Kreditwirtschaft

In Zukunft bei den Kreditgenossen

Das Ritterschaftliche Kreditinstitut Stade gehört nach Übernahme durch die Hannoversche Volksbank der genossenschaftlichen Finanzgruppe an. Die kleine Spezialbank benötigte eine Kapitalstärkung.

In Zukunft bei den Kreditgenossen

Von Carsten Steevens, Hamburg

Es ist eine Zäsur in der Geschichte der lange als Anstalt des öffentlichen Rechts auftretenden Bank: Das Ritterschaftliche Kreditinstitut Stade (RKI) gehört nach der mehrheitlichen Übernahme durch die Hannoversche Volksbank künftig dem Genossenschaftsverbund an. Die größte genossenschaftliche Primärbank Norddeutschlands, die 2021 auf eine Bilanzsumme von 7,7 Mrd. Euro und 1000 Beschäftigte kam, machte nun bekannt, Haupteigentümerin des vor knapp 200 Jahren entstandenen Instituts zu sein, das Ende vorigen Jahres mit einer Bilanzsumme von 336 Mill. Euro und 13 Beschäftigten nicht unter den ersten 500 von 770 Genossenschaftsbanken in Deutschland rangiert hätte. Die Übernahme des RKI wurde nach dem Wechsel der Rechtsform zu einer Aktiengesellschaft möglich, den der Gewährträger, die Ritterschaft des Herzogtums Bremen, bei einem außerordentlichen Rittertag Anfang Februar beschlossen hatte. Die Ritterschaft des Herzogtums Bremen, eine Vereinigung der Gutsbesitzer im Gebiet des ehemaligen Herzogtums Bremen, ist weiterhin an der neuen Gesellschaft beteiligt.

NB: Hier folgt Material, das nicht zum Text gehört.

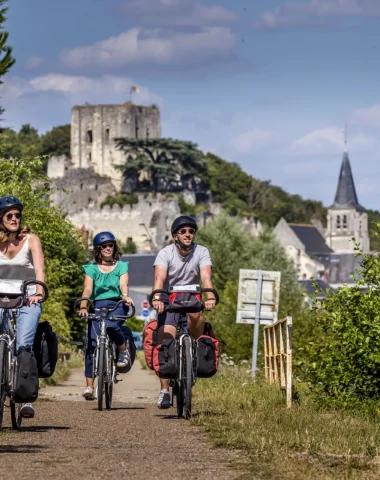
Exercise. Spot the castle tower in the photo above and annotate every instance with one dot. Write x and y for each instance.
(346, 218)
(94, 128)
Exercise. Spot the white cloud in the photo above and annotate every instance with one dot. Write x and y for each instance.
(330, 141)
(176, 13)
(254, 140)
(139, 46)
(367, 116)
(33, 62)
(316, 12)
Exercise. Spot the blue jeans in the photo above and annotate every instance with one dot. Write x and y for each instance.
(113, 330)
(27, 321)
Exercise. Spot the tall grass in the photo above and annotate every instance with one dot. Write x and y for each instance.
(301, 442)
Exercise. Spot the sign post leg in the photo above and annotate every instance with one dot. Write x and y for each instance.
(257, 322)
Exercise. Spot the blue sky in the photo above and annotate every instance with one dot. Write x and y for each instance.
(268, 84)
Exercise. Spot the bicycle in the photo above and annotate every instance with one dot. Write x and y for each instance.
(186, 348)
(8, 354)
(105, 355)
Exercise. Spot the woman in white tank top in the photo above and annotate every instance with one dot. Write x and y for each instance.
(21, 258)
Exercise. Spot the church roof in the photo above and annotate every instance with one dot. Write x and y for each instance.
(345, 196)
(312, 238)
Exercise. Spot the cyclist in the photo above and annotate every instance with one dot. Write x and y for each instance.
(105, 282)
(21, 258)
(181, 263)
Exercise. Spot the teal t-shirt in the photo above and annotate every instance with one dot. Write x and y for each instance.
(106, 285)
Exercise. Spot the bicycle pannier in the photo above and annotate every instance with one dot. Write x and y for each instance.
(207, 356)
(180, 302)
(26, 387)
(165, 359)
(128, 335)
(45, 349)
(150, 340)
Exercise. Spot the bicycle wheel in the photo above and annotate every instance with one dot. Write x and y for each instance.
(101, 358)
(3, 379)
(108, 386)
(187, 376)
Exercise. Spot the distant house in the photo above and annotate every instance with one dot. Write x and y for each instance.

Die Geschichte des RKI Stade reicht bis in das Jahr 1826 zurück, als König Georg IV. von Großbritannien und Hannover der Ritterschaft des Herzogtums Bremen die Gründung eines Kreditvereins genehmigte. Aus dem Verein wurde ein Institut, das zunächst an Rittergutsbesitzer, später auch an Bauern langfristige Kredite zu günstigen Konditionen ausreichte. Die Vergabe günstiger Kredite an Kunden aus der Land- und Forstwirtschaft geht auf das Ziel zurück, ländliche Strukturen zu fördern. Seit 1970 ist das RKI Stade auch in der Immobilienfinanzierung tätig.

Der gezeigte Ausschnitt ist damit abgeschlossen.